Medicare Payment Reform, ACO Participation Discussed During ACO Coalition Keynote

Laura Joszt

In the keynote speech at the ACO & Emerging Healthcare Delivery CoalitionTM, Mark McClellan, MD, PhD, director of the Duke-Margolis Center for Health Policy, started out by providing a broad picture of Medicare reform before narrowing it down to what is happening on the ground.
The innovations in treatment—cures for hepatitis C, treatments for cancer that turn it into a chronic condition—have come with a higher cost. These big price tags aren’t a result of the cost savings that happen down the road by treating the disease, but reflect how people value living better and longer lives.
“What we really enjoy is more time … it’s really valuable,” McClellan said.
Medicare and Medicaid spending as a percentage of gross domestic product are currently 5%, and are on track to be 8% or 9% by the mid-2020s. This growth is happening because the American public is telling Congress to prioritize dollars spent toward healthcare, he said.
During his keynote, McClellan briefly touched on the impending presidential election, but mostly noted that there had not been a lot of talk during the presidential campaign about healthcare entitlements.
What is interesting is that there are some bipartisan healthcare proposals that he expects to garner more attention in January. There were 4 key areas where there is bipartisanship occurring:
1.     More efficient biomedical innovation without compromising safety
2.     Better evidence on what works through big data, collaborative networks, and better methods of turning data into evidence
3.     Lower prices without limiting access to needed care
4.     Changing healthcare delivery without reducing needed access to care
The Medicare Access and CHIP Reauthorization Act (MACRA) is another example of bipartisan collaboration. The new payment structure created under MACRA will have a large impact on providers, and those that participate in accountable care organizations (ACOs) stand to benefit. MACRA created 2 pathways: the Merit-based Incentive Payment System (MIPS) and advanced alternative payment models (APMs).
While the number of ACOs (currently, more than 600) is not expected to increase much, McClellan noted that the existing ACOs are expanding their reach and increasing the number of contracts they have.
In the coming years, he expects to see an increase again in the number of ACOs as MACRA kicks in. Providers in Medicare Shared Savings Program (MSSP) ACOs in tracks 2 or 3—which are considered advanced APMs—will be eligible for a 5% payment bonus beginning in 2019.

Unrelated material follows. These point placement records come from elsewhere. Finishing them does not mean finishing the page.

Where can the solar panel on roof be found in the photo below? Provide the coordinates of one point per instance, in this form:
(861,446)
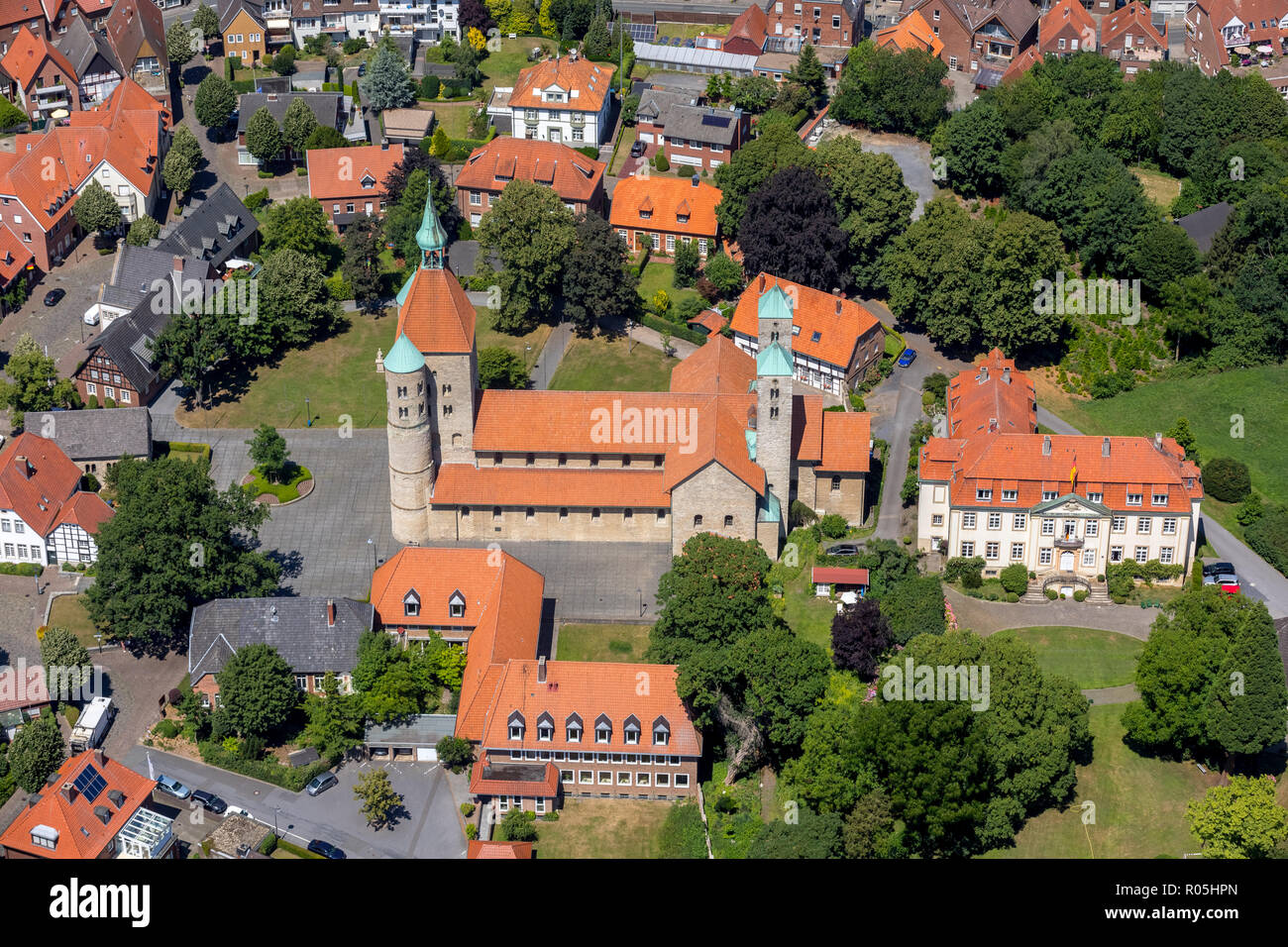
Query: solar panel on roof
(89,784)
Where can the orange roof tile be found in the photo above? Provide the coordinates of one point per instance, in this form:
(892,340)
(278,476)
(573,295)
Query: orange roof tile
(572,175)
(81,834)
(837,322)
(661,198)
(340,171)
(587,82)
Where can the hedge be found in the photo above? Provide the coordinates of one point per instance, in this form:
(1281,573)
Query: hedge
(269,771)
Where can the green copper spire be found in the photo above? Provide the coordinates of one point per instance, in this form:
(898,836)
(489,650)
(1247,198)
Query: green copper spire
(432,239)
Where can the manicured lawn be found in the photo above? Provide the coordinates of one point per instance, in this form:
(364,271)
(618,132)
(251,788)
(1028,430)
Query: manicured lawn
(621,643)
(68,611)
(338,375)
(1140,804)
(603,828)
(604,365)
(1087,656)
(658,275)
(1209,402)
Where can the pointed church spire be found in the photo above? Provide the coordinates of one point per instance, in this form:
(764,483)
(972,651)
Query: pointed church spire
(432,239)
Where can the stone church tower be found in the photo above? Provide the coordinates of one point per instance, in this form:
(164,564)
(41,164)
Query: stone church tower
(774,397)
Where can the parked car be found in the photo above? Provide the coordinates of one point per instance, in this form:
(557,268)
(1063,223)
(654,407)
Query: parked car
(326,849)
(172,788)
(210,801)
(321,784)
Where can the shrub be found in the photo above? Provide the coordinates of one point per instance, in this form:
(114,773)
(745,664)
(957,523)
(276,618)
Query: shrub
(1014,579)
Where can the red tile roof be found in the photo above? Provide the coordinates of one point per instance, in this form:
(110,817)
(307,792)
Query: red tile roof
(571,174)
(666,200)
(585,81)
(838,322)
(340,171)
(81,834)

“If you want to be MIPS exempt in an advanced APM, the most important way to do that today is through ACO programs that take downside risk, or CMS has also identified a few bundled payment models that can qualify,” McClellan said.
Other than that, there aren’t too many options available to be eligible for advanced APMs and exempt from MIPS. He expects that will change though as additional pathways to advanced APMs in 2018 and beyond are added. For instance, CMS has proposed a MSSP Track 1+, which won’t have quite the level of downside risk as tracks 2 and 3. Track 1+ would have downside risk that is proportional to the practice revenue, which helps physician-led ACOs and smaller ACOs.

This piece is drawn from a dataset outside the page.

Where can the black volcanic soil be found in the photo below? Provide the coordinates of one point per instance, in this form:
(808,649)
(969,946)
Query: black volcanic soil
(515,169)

“The general theme of this regulation is very much wanting to make it easier for organizations that are not as big to do well in MIPS and APMs without creating big, consolidated groups,” McClellan said.
With the Medicare ACO program a few years old now, the industry is beginning to better understand what works. For instance, physician-led and integrated ACOs tend to do better, McClellan said, which is likely because they are closer to patients.
In addition, the ACOs that have been in the program for 3 or 4 years generated more savings, which is something both Patrick Conway, MD, chief medical officer of CMS, and Sean Cavanaugh, deputy administration and director of the Center for Medicare at CMS, had discussed during the National Association of ACOs fall meeting in September.
Still, building a successful ACO has proven to be hard. A lot of organizations that undertake the effort aren’t successful, and those that are don’t succeed right off the bat. The takeaway is that getting to success takes time.
“Organizations that stick with this can make it work,” McClellan said.